Among all these disputes, the German and European dispute over the design of a “contact tracing app” stands out. Contact or proximity tracing differs from tracking apps that are being used in China, South Korea or Israel: tracing apps only register encounters between smartphones while neglecting information about their geographic location. When the devices come within the range of a few meters, they exchange randomly generated and constantly changing identification numbers via Bluetooth. If a user tests positive for the Coronavirus, his or her phone’s identification number is sent to the smartphone of each person he or she encountered over the past 14 days.
The German government supported the work of a consortium of European scientific institutions and private companies, which presented the so-called PEPP-PT (Pan-European Privacy-Preserving Proximity Tracing Initiative) software architecture that would enable tracing of infection chains by using Bluetooth Low Energy technology. By mid-April, an open dispute broke out within the PEPP-PT team over the question whether the anonymous IDs of individual app users should be stored on a central server (central solution) or only on the respective smartphones (decentralized solution). It turned out that a few European governments, including Germany, France and the UK, favoured a central solution supposing a central data storage would be necessary to facilitate the tracing of the pandemic’s spread.
On the other side, more than 300 scientists and several civil society organizations as well as a sizeable group of European policy-makers supported the decentralized version DP3T (Decentralized Privacy-Preserving Proximity Tracing) by a Swiss-led team, fearing the central solution could transform the apps into surveillance tools. Support for the central solution was further undermined in Germany when the German Federal Office for Information Security (BSI) found 49 errors in the centralized version of the Android app of PEPP-PT. On April 26, the German government gave up its previous preference for a centralized architecture and decided to implement the decentralized solution (possibly switching to the DP3T concept). In a joint statement Health Minister Spahn and Head of Chancellery and Minister for Special Affairs Helge Braun stated that their “goal is for the tracing app to be ready for use very soon and with strong acceptance from the public and civil society”.
A win for Big Tech or civil society?
Critics argue that the main reason for the about-face had not been pressure from civil society, but from Google and Apple, revealing an alarming dependence on Big Tech by a government.

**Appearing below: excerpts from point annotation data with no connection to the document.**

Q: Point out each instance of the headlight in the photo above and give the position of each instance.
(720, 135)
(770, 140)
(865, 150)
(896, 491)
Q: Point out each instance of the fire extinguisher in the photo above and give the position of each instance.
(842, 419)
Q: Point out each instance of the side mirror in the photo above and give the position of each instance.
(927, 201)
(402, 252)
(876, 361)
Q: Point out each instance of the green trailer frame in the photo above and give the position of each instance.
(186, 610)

The two leading technology companies, which have a market share of 99 percent in Germany, are developing an application programming interface (API) for corona apps based on the decentralized standard. A failed attempt by states such as France to urge Google and Apple to provide a centralized standard illustrated once again the power of the two tech giants to set global standards.

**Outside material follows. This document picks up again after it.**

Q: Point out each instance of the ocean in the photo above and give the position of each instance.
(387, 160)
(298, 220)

The success of the German app, whose development is expected to take several weeks, will depend on its quality and its acceptance among citizens. In a survey from mid-April, 56 per cent of Germans polled said they would use the tracing app – slightly under the 60 per cent adoption threshold for such apps to be effective. The German government now aims to win trust by ensuring transparency about its data collection efforts. Whereas data from the contact-tracing app will only be stored on individual devices, users can decide whether they would like to provide additional information (pseudonymized data) for health research purposes.
The controversial discussion about the tracing apps, the failed attempt to transfer personal cell phone data, and privacy issues may have had a value in raising public awareness of the trade-offs at stake. Germany’s Health Minister Spahn, however, is walking a fine line with his proposal to introduce yet another app to oversee quarantine. The technical details of this plan have not been communicated – creating a new transparency gap and setting the stage for another gamble with public trust.